CAIRO, EGYPT —
The Syrian government is locked in a struggle with rebel militia groups in and around the country's largest city, Aleppo, in some of the most bitter fighting since the four-year-old uprising began in 2011. May was reportedly the bloodiest month since the conflict began, with over 6,000 people killed in fighting across the country.
Residents in the town of Tel Rifaat struggle to dig friends and neighbors from under the rubble after a Syrian government warplane dropped a barrel bomb over a block of flats. Intense government airstrikes were reported over the Aleppo region during the past 72 hours. Other strikes were reported over the rebel-held region of Idlib.
Amateur video also showed Syrian rebel fighters rushing men and armed pickup trucks to defend positions north of Aleppo from Islamic State militants who are attempting to encroach on their territory. IS controls several large suburbs of Aleppo, including Monbaj and al-Bab, and is reportedly trying to capture points along the Turkish border.
Al-Hayat newspaper, quoting the opposition Saraj Press Agency, reported that opposition fighters regained ground from IS militants trying to capture the Azouz border crossing. It said the fighting was accompanied by heavy shelling and intense barrages of Grad rockets.
The U.S. Embassy in Syria's official Twitter feed accused the Syrian government Tuesday of conducting airstrikes to help Islamic State militants capture territory near Aleppo. Syrian opposition leader Khaled Khoja accused the Syrian government Monday of helping IS gain ground around the oasis town of Palmyra.
The Turkish newspaper Cumhurriyet, however, accused the Turkish intelligence agency last week of sending arms to Islamic State militants in northern Syria. It posted photos of what it claimed was a shipment earlier this year.
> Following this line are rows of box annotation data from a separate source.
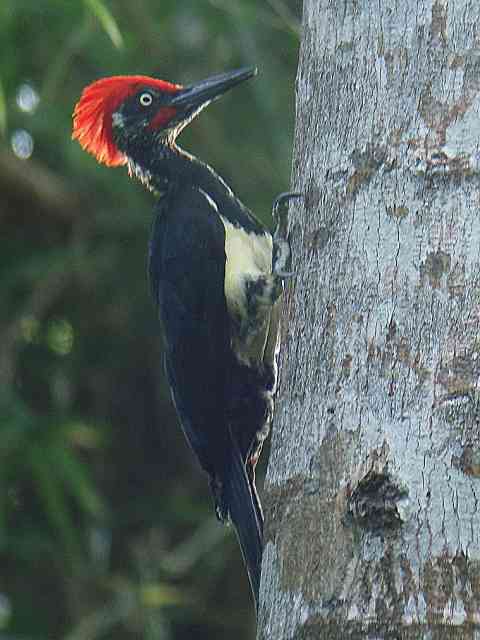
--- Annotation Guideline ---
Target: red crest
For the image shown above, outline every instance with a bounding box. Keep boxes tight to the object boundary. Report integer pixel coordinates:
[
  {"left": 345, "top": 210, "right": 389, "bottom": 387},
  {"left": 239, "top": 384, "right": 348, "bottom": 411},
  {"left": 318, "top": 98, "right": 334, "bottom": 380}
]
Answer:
[{"left": 72, "top": 76, "right": 182, "bottom": 167}]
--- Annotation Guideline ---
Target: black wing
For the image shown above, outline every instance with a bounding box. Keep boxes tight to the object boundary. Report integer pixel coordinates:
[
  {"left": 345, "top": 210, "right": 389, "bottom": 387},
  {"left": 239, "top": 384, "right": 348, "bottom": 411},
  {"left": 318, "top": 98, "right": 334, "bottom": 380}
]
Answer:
[
  {"left": 149, "top": 187, "right": 263, "bottom": 606},
  {"left": 149, "top": 187, "right": 230, "bottom": 474}
]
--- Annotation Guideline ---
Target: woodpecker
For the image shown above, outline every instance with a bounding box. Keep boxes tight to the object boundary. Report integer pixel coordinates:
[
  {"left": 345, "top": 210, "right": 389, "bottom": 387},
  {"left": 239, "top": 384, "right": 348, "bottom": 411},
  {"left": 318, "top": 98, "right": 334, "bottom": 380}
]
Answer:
[{"left": 72, "top": 68, "right": 299, "bottom": 608}]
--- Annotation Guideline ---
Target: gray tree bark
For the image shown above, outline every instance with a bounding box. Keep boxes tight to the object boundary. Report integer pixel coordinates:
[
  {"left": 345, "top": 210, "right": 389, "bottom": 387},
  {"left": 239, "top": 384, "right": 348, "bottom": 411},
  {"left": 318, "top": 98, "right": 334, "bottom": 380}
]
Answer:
[{"left": 258, "top": 0, "right": 480, "bottom": 640}]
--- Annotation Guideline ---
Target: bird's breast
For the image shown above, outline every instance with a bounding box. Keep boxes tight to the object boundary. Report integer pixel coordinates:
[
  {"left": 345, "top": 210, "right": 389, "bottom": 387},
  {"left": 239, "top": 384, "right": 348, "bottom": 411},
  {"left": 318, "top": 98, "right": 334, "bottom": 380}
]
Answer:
[{"left": 220, "top": 214, "right": 272, "bottom": 321}]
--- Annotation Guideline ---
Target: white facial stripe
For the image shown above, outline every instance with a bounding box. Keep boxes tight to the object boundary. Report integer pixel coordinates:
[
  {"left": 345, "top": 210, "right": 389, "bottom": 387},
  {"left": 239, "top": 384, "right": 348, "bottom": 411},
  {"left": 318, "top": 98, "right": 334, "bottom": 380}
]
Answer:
[{"left": 112, "top": 111, "right": 125, "bottom": 127}]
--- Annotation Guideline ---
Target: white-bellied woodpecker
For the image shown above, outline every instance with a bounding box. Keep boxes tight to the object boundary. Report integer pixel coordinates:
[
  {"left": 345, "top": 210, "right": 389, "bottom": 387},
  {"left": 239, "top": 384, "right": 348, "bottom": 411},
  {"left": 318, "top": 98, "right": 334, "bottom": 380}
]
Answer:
[{"left": 73, "top": 68, "right": 298, "bottom": 605}]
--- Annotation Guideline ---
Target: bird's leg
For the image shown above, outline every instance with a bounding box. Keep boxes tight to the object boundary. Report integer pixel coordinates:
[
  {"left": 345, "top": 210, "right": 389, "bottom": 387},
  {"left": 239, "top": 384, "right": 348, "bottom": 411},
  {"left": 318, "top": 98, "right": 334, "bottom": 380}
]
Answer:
[
  {"left": 272, "top": 191, "right": 303, "bottom": 280},
  {"left": 242, "top": 191, "right": 303, "bottom": 320}
]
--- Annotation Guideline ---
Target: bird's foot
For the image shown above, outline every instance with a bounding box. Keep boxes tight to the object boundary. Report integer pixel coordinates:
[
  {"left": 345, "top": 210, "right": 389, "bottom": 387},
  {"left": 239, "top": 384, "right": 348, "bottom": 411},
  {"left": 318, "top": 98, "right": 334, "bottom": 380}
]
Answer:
[{"left": 272, "top": 191, "right": 303, "bottom": 278}]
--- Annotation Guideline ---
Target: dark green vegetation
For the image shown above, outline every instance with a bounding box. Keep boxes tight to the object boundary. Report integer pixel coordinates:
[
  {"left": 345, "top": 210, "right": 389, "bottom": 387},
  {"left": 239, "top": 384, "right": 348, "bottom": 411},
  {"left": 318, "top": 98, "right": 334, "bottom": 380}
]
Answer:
[{"left": 0, "top": 0, "right": 300, "bottom": 640}]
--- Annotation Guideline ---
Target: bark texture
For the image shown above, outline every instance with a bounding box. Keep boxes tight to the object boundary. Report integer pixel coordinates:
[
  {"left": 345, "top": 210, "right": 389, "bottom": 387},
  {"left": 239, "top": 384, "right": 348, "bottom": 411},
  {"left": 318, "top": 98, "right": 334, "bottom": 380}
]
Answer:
[{"left": 258, "top": 0, "right": 480, "bottom": 640}]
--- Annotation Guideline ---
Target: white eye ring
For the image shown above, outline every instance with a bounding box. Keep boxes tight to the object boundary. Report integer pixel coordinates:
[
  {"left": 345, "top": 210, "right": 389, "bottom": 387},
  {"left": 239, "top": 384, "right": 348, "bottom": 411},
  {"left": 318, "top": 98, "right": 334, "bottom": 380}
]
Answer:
[{"left": 139, "top": 92, "right": 153, "bottom": 107}]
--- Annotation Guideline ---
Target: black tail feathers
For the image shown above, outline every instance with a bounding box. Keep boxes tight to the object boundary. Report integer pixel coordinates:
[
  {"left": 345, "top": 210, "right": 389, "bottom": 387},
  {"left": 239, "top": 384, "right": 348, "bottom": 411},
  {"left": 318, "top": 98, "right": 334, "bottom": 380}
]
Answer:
[{"left": 223, "top": 438, "right": 263, "bottom": 611}]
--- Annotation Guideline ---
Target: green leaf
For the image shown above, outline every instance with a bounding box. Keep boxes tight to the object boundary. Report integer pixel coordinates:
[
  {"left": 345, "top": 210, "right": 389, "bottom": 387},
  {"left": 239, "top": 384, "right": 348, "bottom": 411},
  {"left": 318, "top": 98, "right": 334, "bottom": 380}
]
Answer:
[
  {"left": 84, "top": 0, "right": 123, "bottom": 49},
  {"left": 53, "top": 443, "right": 106, "bottom": 516},
  {"left": 0, "top": 79, "right": 7, "bottom": 136},
  {"left": 29, "top": 445, "right": 79, "bottom": 556}
]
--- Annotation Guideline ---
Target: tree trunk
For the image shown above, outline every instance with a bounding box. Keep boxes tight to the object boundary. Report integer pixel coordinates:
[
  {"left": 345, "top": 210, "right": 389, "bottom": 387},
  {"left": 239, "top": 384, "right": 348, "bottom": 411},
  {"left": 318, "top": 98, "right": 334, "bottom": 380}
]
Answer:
[{"left": 258, "top": 0, "right": 480, "bottom": 640}]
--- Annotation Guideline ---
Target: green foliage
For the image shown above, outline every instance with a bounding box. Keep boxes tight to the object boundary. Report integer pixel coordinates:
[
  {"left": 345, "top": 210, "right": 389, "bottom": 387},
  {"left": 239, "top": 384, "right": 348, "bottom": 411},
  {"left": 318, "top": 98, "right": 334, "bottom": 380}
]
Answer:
[{"left": 0, "top": 0, "right": 300, "bottom": 640}]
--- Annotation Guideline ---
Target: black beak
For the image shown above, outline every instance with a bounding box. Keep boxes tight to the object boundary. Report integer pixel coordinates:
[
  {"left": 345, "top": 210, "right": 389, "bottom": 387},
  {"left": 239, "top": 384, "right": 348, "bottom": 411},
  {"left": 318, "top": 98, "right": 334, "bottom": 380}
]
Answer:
[{"left": 169, "top": 67, "right": 257, "bottom": 110}]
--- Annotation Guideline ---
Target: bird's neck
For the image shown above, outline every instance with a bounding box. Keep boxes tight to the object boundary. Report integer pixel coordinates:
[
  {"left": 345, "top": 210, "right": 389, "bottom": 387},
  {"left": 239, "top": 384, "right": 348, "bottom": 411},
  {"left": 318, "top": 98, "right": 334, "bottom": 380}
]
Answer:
[{"left": 128, "top": 140, "right": 264, "bottom": 233}]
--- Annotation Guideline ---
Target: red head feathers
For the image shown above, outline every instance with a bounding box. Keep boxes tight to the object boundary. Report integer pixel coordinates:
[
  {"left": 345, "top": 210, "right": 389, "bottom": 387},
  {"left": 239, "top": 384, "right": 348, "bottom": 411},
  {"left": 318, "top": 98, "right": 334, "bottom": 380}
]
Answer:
[{"left": 72, "top": 76, "right": 182, "bottom": 167}]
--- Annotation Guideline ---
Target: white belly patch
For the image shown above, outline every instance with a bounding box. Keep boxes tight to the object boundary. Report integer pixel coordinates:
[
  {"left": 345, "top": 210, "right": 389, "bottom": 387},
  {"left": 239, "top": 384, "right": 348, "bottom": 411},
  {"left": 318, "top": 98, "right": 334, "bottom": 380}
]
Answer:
[{"left": 220, "top": 215, "right": 272, "bottom": 318}]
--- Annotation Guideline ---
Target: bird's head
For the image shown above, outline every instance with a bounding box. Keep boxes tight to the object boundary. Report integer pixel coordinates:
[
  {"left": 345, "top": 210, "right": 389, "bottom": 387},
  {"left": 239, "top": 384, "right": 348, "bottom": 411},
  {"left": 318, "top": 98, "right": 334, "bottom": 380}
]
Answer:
[{"left": 72, "top": 67, "right": 257, "bottom": 166}]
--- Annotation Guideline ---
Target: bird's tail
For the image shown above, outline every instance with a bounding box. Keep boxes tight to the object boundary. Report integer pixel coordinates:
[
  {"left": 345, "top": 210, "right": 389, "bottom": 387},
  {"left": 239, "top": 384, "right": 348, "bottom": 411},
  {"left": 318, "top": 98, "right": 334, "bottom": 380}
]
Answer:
[{"left": 223, "top": 437, "right": 263, "bottom": 611}]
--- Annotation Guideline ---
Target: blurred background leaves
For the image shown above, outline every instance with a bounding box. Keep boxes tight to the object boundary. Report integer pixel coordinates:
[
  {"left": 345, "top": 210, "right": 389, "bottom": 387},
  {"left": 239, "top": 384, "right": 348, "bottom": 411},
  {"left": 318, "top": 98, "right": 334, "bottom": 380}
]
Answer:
[{"left": 0, "top": 0, "right": 301, "bottom": 640}]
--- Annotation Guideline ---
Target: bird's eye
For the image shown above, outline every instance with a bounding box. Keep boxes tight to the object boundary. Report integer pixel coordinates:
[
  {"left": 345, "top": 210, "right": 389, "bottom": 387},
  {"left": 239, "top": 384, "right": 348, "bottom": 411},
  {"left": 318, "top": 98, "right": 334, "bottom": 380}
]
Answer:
[{"left": 139, "top": 91, "right": 153, "bottom": 107}]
Refuting the charge, Turkish President Recep Tayyip Erdogan denied Tuesday that his country was helping IS.
Syrian state TV, meanwhile, reported that government warplanes bombed Islamic State militants at the Air Force Academy, near Aleppo, “destroying their armed vehicles.”
State TV also reported that Parliament Speaker Mohammed Jihad al-Laham met with Iranian officials Tuesday during a visit to Tehran to discuss the ongoing conflict. The TV report said that Tehran vowed to redouble its efforts to help Syria in the “battle against terrorists.”
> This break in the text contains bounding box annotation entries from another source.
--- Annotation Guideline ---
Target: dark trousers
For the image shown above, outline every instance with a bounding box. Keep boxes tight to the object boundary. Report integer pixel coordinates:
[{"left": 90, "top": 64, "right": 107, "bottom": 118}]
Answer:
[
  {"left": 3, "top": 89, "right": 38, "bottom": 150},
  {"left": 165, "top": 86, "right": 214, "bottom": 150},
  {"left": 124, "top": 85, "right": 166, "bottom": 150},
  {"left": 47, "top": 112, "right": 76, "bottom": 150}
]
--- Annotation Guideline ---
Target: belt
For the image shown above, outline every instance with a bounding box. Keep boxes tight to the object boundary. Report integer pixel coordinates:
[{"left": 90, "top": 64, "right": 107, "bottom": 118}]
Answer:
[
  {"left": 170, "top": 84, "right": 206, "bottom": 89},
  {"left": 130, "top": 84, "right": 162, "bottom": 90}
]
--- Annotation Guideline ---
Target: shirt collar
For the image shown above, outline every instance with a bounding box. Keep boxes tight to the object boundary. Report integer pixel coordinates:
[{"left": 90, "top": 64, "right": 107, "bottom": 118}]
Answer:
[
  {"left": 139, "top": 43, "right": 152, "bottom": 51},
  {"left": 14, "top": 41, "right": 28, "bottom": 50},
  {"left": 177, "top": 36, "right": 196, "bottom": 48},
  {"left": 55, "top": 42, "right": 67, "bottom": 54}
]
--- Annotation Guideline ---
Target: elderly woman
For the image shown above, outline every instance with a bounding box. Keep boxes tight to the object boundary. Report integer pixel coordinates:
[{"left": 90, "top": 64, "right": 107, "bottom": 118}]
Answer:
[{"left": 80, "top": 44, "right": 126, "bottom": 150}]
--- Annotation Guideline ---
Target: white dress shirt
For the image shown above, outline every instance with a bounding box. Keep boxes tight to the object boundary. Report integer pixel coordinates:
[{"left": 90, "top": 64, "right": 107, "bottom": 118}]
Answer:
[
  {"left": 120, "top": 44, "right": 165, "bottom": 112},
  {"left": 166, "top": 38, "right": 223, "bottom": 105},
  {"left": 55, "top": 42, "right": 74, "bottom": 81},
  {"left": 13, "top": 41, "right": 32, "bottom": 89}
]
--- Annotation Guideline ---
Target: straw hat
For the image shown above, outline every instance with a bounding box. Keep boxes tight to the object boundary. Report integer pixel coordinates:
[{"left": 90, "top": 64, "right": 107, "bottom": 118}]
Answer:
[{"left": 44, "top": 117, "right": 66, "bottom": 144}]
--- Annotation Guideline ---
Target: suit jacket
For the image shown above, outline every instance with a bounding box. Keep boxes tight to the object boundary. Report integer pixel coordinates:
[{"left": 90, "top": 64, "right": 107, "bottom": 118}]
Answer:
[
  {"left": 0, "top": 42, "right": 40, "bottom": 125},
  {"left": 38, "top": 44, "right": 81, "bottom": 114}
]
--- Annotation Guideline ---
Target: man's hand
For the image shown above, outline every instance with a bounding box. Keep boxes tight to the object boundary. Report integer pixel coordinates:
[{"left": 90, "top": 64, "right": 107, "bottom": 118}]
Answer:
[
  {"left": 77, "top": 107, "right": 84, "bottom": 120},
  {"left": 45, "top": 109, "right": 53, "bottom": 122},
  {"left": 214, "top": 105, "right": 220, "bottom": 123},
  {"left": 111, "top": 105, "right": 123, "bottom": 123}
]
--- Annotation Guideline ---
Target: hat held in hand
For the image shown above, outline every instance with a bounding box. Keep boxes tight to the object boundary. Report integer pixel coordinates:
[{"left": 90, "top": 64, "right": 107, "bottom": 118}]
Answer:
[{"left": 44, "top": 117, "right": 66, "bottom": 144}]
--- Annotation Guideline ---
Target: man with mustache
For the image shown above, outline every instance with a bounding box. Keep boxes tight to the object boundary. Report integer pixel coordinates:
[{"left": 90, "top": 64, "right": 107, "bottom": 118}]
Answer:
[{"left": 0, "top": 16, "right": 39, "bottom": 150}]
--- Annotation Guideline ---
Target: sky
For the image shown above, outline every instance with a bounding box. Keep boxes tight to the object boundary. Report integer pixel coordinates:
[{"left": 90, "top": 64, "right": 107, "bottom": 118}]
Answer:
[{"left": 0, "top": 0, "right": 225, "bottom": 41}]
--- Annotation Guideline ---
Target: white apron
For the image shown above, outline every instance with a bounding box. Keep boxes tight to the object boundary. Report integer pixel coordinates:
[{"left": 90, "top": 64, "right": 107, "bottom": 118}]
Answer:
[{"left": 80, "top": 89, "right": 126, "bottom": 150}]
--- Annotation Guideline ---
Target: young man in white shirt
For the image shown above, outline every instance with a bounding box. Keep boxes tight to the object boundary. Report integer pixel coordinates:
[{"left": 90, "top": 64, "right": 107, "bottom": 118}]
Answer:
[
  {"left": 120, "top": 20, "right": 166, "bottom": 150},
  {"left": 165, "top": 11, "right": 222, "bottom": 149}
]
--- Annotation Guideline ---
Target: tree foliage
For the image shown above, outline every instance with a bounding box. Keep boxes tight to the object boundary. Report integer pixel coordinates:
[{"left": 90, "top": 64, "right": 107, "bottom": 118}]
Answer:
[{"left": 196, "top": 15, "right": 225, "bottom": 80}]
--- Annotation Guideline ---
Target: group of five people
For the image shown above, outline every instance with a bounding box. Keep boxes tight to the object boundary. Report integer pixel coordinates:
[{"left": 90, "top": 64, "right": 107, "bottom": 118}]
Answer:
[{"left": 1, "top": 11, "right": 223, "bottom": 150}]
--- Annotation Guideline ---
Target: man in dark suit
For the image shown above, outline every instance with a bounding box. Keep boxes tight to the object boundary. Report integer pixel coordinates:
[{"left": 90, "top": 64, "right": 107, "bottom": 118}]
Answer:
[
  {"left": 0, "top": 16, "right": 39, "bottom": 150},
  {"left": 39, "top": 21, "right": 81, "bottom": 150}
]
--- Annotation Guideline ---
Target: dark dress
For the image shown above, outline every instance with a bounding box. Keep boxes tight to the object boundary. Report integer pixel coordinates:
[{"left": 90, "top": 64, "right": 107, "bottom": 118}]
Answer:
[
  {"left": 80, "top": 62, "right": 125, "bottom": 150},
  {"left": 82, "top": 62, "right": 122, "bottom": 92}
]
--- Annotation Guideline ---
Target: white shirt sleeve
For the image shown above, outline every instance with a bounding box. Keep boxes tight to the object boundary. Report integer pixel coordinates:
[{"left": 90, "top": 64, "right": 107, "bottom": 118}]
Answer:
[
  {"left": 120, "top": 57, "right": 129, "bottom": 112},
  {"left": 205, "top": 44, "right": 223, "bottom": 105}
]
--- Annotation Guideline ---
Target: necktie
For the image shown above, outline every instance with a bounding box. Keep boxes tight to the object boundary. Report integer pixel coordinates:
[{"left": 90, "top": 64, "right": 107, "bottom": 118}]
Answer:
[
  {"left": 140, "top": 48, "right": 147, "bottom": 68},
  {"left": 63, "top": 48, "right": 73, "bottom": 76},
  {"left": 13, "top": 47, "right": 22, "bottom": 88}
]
Middle East analyst Nadim Shehadi, who heads the Fares Center at Tufts University's Fletcher School of Diplomacy, tod VOA that the conflict in northern Syria could continue to see-saw back and forth between the government and opposition fighters due to outside intervention from various regional players.
But, he stressed that the recent rebel successes in the Idlib region and near Aleppo were due to increased cooperation between Turkey, Qatar and Saudi Arabia in sending arms to the various rebel factions.
"There has been change - principally on the military level - in the past month and this is because the [opposition] Jeish al-Fatah has been receiving a lot of arms. The new factor is a Qatari-Saudi-Turkish rapprochement, which has given a boost to the opposition and making it gain some ground," said Shehadi.
Joshua Landis, who heads the Center for Middle East Studies at the University of Oklahoma, noted that rebel infighting has intensified as opposing factions vie for control of Aleppo. “An unstated truce,” he said, “between the Jabhat al-Nusra, the Free Syrian Army and [Islamic State] that has held for almost a year is now breaking down.”
“It would make more sense,” he said, “for Jabhat al-Nusra and Islamic State to cooperate and go after Damascus, the seat of [President Bashar al-] Assad's power, but the temptations of Aleppo are too strong.” “For this reason,” he argues, “the Assad regime may survive more years.”